Um último comentário:
em absurdas ciências
que, ao nada explicar, conduzem
à alegria do escuro ― ao urro
da aceitação animal.
que, ao nada explicar, conduzem
à alegria do escuro ― ao urro
da aceitação animal.
O poema não tem pontuações. Pelo menos não tinha até aqui, momento crucial em que contamos com uma oração reduzida de infinitivo isolada por vírgulas e um travessão. Tenho algumas hipóteses para isso. A primeira é que os epítetos vão ficando cada vez mais complexos ao longo do texto:
[Artesão do possível] [obreiro
numa colmeia de apressados
fazedores] [lento ledor de enigmas
e iridescências móveis
que atravessam o céu] [paciente
consumidor de anúncios boletins mensagens
indecifráveis do longe] [vítima
de mutações sentimentais
que desarrumam o mundo
e o recriam sócio de empreitadas
frustradas porém sentidas
como o transcurso da tarde
que se enrodilha em nuvens e langor] [doutor
em absurdas ciências
que, ao nada explicar, conduzem
à alegria do escuro ― ao urro
da aceitação animal.]
numa colmeia de apressados
fazedores] [lento ledor de enigmas
e iridescências móveis
que atravessam o céu] [paciente
consumidor de anúncios boletins mensagens
indecifráveis do longe] [vítima
de mutações sentimentais
que desarrumam o mundo
e o recriam sócio de empreitadas
frustradas porém sentidas
como o transcurso da tarde
que se enrodilha em nuvens e langor] [doutor
em absurdas ciências
que, ao nada explicar, conduzem
à alegria do escuro ― ao urro
da aceitação animal.]
O motivo para considerar esses epítetos cada vez mais complexo é triplo: primeiro por causa do tamanho, segundo pois ele começam a incluir em seu interior orações subordinadas (o quinto, por exemplo, que começa com "vítima / de mutações sentimentais", possui em seu bojo orações relativas coordenadas, orações reduzidas de particípio, estruturas comparativas e uma última oração relativa no degrau mais baixo da cadeia sintática), e terceiro pois eles vão espichando não só o núcleo do epíteto com outros termos correlatos: assim, em "lento ledor de enigmas", a oração relativa "que atravessam o céu" descreve não o núcleo "lento ledor" e sim "iridescências móveis", complemento nominal de "lento ledor"; noutras palavras, os epítetos começam falando do poeta, mas logo passam a falar também do ambiente. E isso é mais do que significativo em sua poesia.

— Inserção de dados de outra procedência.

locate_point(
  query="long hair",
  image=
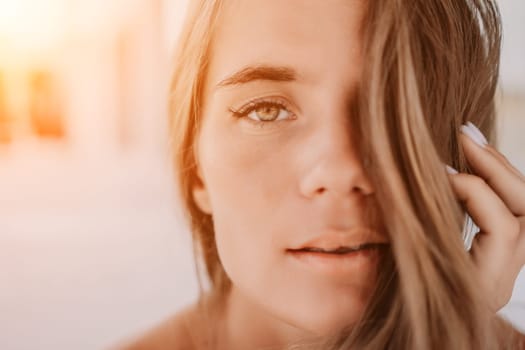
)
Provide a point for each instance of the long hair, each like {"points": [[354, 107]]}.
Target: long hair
{"points": [[431, 66]]}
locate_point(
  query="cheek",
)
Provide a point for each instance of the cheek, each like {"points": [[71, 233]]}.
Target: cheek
{"points": [[247, 178]]}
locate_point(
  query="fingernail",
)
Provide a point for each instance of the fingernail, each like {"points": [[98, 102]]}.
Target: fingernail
{"points": [[472, 134], [478, 132], [451, 170]]}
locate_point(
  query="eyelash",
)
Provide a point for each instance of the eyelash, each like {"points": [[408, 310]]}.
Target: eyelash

Sendo assim, se os epítetos ficam cada vez mais complexos, é razoável que chegue um momento em que eles desenvolvam a pontuação. Propondo uma chave de leitura ousada, eu diria que isso sugere que o poeta dá indícios de controlar e racionalizar a linguagem, dando-lhe uma ordem mais próxima da sintaxe normativa do português, o que obviamente contrasta com o apelo do fim do texto: a aceitação animal.
Uma outra explicação, mais simples, é que eles se valem da ordem de ênfases interna do poema para apresentar uma outra. Ou seja: o poema discrepa, a princípio, da ordem corriqueira das palavras pois ele fere alguns dos nossos instintos como falantes, como o de pontuar um texto ou de iniciar novos epítetos com novos versos. No entanto, logo o poema revela que este é seu sistema de ênfases internos, e prova disso é que quando ele enfim começa a pontuar, ele apresenta um elemento aparentemente normal que serve, ele próprio, de ênfase diferenciada no corpo do texto.
É realmente extraordinário, coisa que, penso, só um grande poeta, dono do seu ofício, consegue fazer. Viva Leonardo!